Aside from having everything initialized/destroyed for you by the compiler, and hiding the actual dereferencing through convenient syntax, there's really no magic to the vtable method of polymorphism. Just out of curiosity, why are you doing something manually that C++ already supports?
I would like to do some performance improvement in a class contains virtual fns. A lot of objects created from this class. So I thought if I can handle it directly, then I can tune it more easily. So I asked this question.
Most of the time if virtuals push the limit, there the design is too abstract to meet performance requirements in the first place. So my usual reaction is to redesign. I've seen too many code bases that were overly complex due to hacking optimizations into a design that was unsuited to the problem.
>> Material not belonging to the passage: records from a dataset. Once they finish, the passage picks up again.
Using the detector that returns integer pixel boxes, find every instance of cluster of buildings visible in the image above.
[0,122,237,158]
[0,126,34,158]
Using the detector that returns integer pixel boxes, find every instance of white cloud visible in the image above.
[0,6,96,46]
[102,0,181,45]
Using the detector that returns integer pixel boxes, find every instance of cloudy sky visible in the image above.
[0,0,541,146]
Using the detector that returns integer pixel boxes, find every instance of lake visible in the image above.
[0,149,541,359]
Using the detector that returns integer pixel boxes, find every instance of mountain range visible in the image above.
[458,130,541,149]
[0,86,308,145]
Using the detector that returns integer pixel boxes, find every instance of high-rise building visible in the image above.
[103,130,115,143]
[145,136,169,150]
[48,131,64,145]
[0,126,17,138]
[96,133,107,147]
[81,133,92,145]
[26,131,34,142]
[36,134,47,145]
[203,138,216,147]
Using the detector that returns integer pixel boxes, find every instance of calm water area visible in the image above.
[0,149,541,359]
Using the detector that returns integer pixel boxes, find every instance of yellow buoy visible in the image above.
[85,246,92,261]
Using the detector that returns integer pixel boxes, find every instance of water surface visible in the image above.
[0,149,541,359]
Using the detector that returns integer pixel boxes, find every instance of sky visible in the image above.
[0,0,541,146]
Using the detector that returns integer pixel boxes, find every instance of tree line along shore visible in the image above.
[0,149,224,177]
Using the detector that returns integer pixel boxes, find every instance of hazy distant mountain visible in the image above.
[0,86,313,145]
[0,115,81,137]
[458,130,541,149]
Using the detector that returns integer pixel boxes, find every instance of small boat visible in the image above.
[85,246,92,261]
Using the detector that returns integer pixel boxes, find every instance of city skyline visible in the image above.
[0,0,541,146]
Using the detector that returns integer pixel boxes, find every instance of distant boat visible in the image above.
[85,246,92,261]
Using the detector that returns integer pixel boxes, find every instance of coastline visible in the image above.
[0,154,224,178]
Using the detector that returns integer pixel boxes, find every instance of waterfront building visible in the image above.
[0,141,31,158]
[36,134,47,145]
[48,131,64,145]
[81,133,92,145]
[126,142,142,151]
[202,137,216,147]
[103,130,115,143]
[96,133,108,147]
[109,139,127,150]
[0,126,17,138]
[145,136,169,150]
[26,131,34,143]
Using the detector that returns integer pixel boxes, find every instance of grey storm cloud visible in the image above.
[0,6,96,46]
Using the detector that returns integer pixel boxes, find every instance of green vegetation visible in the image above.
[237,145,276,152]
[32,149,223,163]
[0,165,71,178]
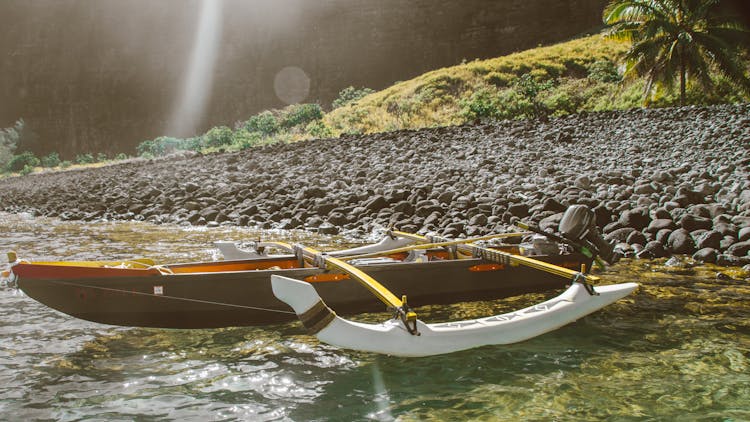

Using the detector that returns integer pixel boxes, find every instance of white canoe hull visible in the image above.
[271,275,638,356]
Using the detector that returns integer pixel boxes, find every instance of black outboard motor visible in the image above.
[558,205,620,264]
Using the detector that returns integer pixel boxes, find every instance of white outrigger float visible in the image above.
[271,206,638,357]
[271,275,638,357]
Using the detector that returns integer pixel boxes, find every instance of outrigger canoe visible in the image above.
[5,231,591,328]
[8,205,638,356]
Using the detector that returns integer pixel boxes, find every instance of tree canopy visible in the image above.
[604,0,750,104]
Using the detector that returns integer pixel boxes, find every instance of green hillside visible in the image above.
[0,34,750,173]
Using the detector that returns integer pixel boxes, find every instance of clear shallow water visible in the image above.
[0,214,750,421]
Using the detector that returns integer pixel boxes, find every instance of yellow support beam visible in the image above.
[302,247,416,319]
[341,231,531,261]
[393,231,599,282]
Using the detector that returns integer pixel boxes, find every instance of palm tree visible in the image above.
[604,0,750,104]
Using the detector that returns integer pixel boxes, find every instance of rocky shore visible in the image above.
[0,104,750,265]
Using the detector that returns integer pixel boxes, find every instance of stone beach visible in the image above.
[0,104,750,265]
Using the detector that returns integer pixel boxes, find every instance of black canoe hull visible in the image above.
[18,255,590,328]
> So I thought if I can handle it directly, then I can tune it more easily
Do you imagine that the compiler writers' made this hopelessly inefficient just to annoy you?
Have you finished the program - no? then optimisation is a waste of your time.
Do you have real-world data / use cases - no? then optimisation is a waste of your time.
If you have both of those, have you compiled the code with profiling enabled? Again, if the answer is no, you're wasting your time.
Guessing where the performance problems are is a crap-shoot (and most of the time, people miss by a country mile).
Profile data, with real-world examples on a complete program is what it takes to figure out where the performance problems REALLY are.
That means you don't waste time optimising things which are nowhere near the critical path.
It also means (and this is very important), that you have a known working program to benchmark against (both in terms of features and performance). If your latest hack breaks the program (or makes it worse), you still have a known good example to work with.
Random optimisation hacks before you're done have a nasty habit of introducing hidden bugs which are really hard to figure out (mostly just before the product is due to ship).